Mr Pasin, from the rural South Australian seat of Barker which includes the Green Triangle timber region, said he had been given assurances by the government’s leadership team that there would be regulations to “prevent the purchase of farming properties to operate as unproductive carbon sinks”.
“We have received a commitment from the leadership team that we will work to ensure that the methodologies and protocols adopted will prevent that activity from occurring,” Mr Pasin told The Australian.
“We are actively seeing it take place in Australia.

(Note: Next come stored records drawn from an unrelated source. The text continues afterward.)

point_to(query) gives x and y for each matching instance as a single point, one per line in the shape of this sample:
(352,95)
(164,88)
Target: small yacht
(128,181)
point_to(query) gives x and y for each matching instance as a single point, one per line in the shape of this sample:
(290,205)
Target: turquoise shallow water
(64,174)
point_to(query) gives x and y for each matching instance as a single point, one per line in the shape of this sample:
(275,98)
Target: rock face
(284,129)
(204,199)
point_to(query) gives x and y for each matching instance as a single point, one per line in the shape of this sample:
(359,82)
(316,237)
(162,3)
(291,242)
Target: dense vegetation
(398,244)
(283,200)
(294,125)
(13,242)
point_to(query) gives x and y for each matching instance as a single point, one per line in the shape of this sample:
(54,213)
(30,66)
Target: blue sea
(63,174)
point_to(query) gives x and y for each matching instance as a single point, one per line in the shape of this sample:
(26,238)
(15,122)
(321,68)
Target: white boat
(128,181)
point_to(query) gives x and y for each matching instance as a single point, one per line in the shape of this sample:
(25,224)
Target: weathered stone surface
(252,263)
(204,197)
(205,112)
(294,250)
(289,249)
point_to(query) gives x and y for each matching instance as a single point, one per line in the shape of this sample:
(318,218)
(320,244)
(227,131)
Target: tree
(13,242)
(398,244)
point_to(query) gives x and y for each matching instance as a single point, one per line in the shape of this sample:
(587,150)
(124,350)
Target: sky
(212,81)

There was a purchase by Woodside in Western Australia recently for this purpose, and recently we have seen the NSW state government acquire a property for a number of reasons including the potential to operate it as a carbon sink.
“Some of the world’s largest emitters operate in Australia, gas exporters et cetera, and they have very deep pockets that are able to outbid farming enterprises.
“The last thing we want is a patchwork of dormant agricultural assets across the country.”
Woodside Petroleum has purchased more than 10,000ha of farmland in the past two years as part of a tree planting program to partially offset emissions from its oil and gas production.
The government’s low emissions plan released on Tuesday identifies carbon farming as a critical component of Australia being able to reach a net-zero emissions target by 2050.
The plan also involves giving farmers credits worth about $25 for each tonne of carbon stored on their property through the planting of trees on unproductive land and using special soil that stores the element.
Mr Morrison will spend two days in Rome for G20 talks before heading to Glasgow to commit Australia to his net-zero emissions by 2050 target at a UN climate change conference.
With the government coming under pressure from international leaders to update its 2030 target, Mr Morrison said he would make no apologies for taking a uniquely Australian plan to the summit.
The government’s 2030 target to reduce emissions by 26-28 of 2005 levels is well below that of most comparable nations, including the US and Britain, although Mr Morrison will tell the Glasgow summit, he expects Australia’s emissions to be 35% lower by 2030.
Setting the scene for an election battle on 2030 targets, Mr Morrison said raising the medium-term commitment would force taxes and regulations onto Australians.
“On the issue of 2050 versus 2030, this is a very important point, and that is that the technology that you need … has long lead times and you need to put the resources in now for things that could take 10 or even 20 years,” Mr Morrison said.
As Labor hounded the government over its refusal to release modelling of its plan ahead of Glasgow, department officials admitted the information was still in a “spreadsheet format”.
Department of Industry Science Energy and Resources deputy secretary Jo Evans said, while the substantive modelling work had been completed, it still needed to be translated into a comprehensible form.
In further disharmony between the Nationals and Liberals, Mr Morrison contradicted Barnaby Joyce’s claim the junior Coalition party forced the government to reject a US and European-backed pledge for a 30% cut in methane emissions by the end of the decade.